Publié le 10 janvier 2005 Lecture : 5 minutes.

Vieillissement des champs, campagnes d’exploration décevantes, tassement de la production, épuisement des réserves… Que n’a-t-on lu ou entendu à propos du pétrole au Gabon ! Qu’en est-il au juste ? Cette question, les Gabonais sont nombreux à se la poser, car l’or noir revêt une importance stratégique : 42 % du PIB en 2003 et les trois cinquièmes des recettes de l’État. L’économie reste étroitement dépendante des hydrocarbures. Au début de 2001, un vent de panique a même soufflé sur le pays, les experts les plus pessimistes pronostiquant alors un effondrement de la production à 8,5 millions de tonnes en 2005, en chute de 55 % par rapport au niveau record enregistré en 1998 (18,5 millions de tonnes). Mais la bérézina annoncée ne s’est pas réalisée, et la production annuelle s’est stabilisée au-dessus de 13 millions de tonnes : 13,4 millions en 2003 et autour de 13,6 millions de tonnes cette année, soit 270 000 barils/jour (b/j).
Longtemps troisième producteur d’Afrique subsaharienne, derrière le Nigeria et l’Angola, le pays d’Omar Bongo Ondimba a non seulement été rattrapé et dépassé par la Guinée équatoriale, mais risque encore de rétrograder d’une place lorsque les prometteurs gisements de São Tomé e Príncipe démarreront, normalement d’ici à 2007-2008 (potentiel estimé de 250 000 b/j).

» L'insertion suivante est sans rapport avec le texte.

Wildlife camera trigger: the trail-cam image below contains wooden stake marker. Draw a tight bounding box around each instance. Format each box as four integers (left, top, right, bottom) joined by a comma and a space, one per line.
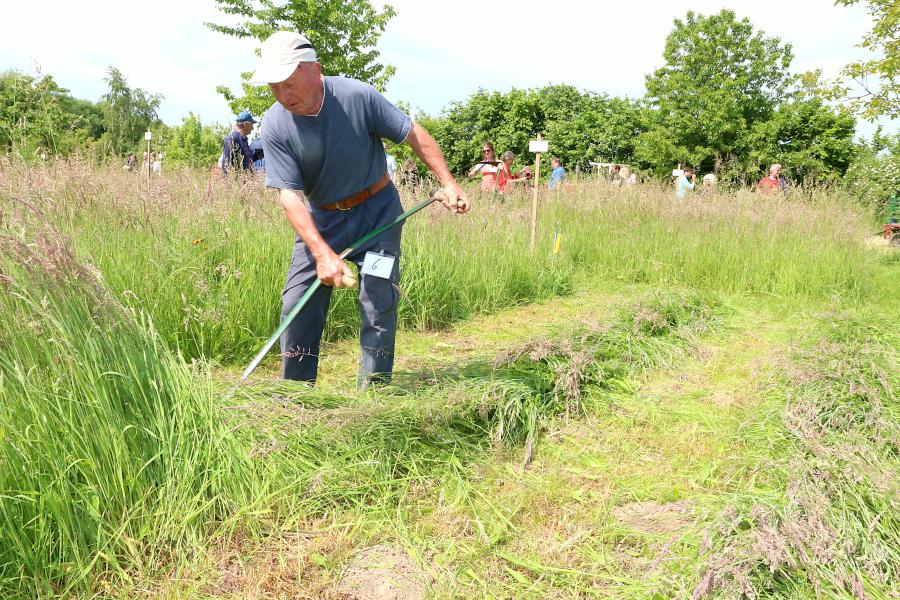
528, 134, 550, 255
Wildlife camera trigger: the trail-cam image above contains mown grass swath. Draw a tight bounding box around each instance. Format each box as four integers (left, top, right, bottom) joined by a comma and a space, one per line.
694, 311, 900, 598
0, 157, 900, 597
0, 225, 708, 596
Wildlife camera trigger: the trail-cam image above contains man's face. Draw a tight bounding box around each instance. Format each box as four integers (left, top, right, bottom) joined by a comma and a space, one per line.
269, 62, 322, 115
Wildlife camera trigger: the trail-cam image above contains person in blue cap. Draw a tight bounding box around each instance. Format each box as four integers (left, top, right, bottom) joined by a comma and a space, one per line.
252, 31, 469, 387
222, 110, 256, 175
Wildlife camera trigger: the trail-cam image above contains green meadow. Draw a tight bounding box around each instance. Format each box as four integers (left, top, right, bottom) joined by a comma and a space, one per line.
0, 161, 900, 599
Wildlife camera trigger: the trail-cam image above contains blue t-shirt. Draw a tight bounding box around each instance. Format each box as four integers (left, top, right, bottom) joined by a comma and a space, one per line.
262, 77, 412, 206
550, 166, 566, 190
222, 130, 253, 173
675, 175, 694, 198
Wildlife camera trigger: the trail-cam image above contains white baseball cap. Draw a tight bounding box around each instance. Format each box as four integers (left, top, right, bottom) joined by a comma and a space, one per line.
250, 31, 316, 83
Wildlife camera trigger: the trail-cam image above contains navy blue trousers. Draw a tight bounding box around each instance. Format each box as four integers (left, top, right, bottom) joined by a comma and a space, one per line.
281, 185, 403, 387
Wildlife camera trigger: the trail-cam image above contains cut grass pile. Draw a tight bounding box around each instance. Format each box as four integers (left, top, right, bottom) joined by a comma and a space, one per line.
0, 224, 715, 597
0, 157, 900, 598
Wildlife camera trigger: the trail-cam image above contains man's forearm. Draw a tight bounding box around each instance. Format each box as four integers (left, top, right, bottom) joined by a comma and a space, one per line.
278, 190, 334, 259
406, 123, 454, 185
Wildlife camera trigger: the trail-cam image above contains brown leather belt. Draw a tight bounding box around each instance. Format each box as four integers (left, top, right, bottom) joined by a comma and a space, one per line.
319, 173, 391, 210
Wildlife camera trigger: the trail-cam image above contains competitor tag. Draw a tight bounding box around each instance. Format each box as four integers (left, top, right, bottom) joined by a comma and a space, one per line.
360, 252, 396, 279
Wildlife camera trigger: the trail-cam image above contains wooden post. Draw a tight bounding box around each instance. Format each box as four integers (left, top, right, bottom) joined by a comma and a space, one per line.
531, 133, 541, 255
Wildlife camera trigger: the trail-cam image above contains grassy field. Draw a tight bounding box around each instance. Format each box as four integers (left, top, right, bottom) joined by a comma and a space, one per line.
0, 163, 900, 599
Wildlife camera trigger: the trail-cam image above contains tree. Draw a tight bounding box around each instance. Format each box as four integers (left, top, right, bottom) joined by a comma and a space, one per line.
206, 0, 397, 115
0, 71, 102, 158
428, 85, 641, 173
750, 94, 857, 182
836, 0, 900, 119
843, 133, 900, 219
635, 10, 793, 177
100, 67, 163, 155
163, 113, 228, 168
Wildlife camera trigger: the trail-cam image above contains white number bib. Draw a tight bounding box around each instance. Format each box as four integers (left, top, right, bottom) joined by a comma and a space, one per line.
360, 252, 397, 279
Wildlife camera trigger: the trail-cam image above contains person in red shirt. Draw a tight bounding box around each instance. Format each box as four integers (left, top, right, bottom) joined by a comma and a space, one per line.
469, 142, 498, 193
756, 163, 786, 194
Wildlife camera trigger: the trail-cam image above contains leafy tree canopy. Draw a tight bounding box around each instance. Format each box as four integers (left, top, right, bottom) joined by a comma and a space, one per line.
100, 67, 163, 155
836, 0, 900, 119
636, 10, 793, 174
0, 71, 104, 158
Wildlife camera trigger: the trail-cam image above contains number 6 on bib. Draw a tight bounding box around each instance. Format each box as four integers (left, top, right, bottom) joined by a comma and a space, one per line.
360, 252, 396, 279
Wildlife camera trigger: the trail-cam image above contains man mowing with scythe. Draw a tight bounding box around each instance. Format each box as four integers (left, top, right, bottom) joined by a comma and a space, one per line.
253, 31, 469, 387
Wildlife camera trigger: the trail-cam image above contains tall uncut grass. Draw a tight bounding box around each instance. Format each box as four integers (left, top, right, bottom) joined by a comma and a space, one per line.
0, 157, 878, 361
0, 235, 249, 598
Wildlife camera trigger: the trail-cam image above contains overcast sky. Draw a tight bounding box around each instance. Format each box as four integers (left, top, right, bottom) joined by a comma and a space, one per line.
0, 0, 900, 135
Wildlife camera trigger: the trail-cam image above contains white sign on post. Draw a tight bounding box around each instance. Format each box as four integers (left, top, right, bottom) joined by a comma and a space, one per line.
528, 140, 550, 153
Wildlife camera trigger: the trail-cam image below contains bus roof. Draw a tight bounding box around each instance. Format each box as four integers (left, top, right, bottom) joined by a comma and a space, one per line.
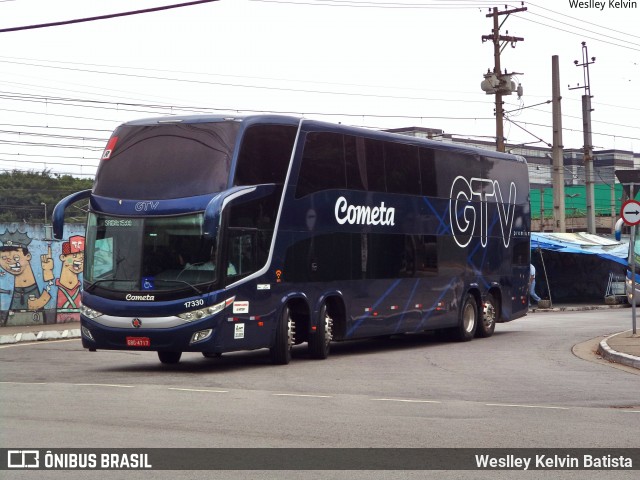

« Sauf découverte majeure du type Rabi Kounga [ce gisement géant qui, à son apogée, a contribué à hauteur de 60 % à la production journalière, avec 220 000 b/j, contre moins de 55 000 aujourd’hui, NDLR], il est peu probable que nous retrouvions un niveau analogue à celui de 1998, note un spécialiste. Mais on ne peut pas parler de déclin, la production est repartie à la hausse, les perspectives sont encourageantes et la confiance est revenue. À preuve, de nouvelles compagnies arrivent chaque année. Aujourd’hui, vingt sociétés – un record ! – opèrent dans le secteur. Et parmi elles, quatorze font uniquement de l’exploration. Cela signifie qu’il reste des découvertes à faire. »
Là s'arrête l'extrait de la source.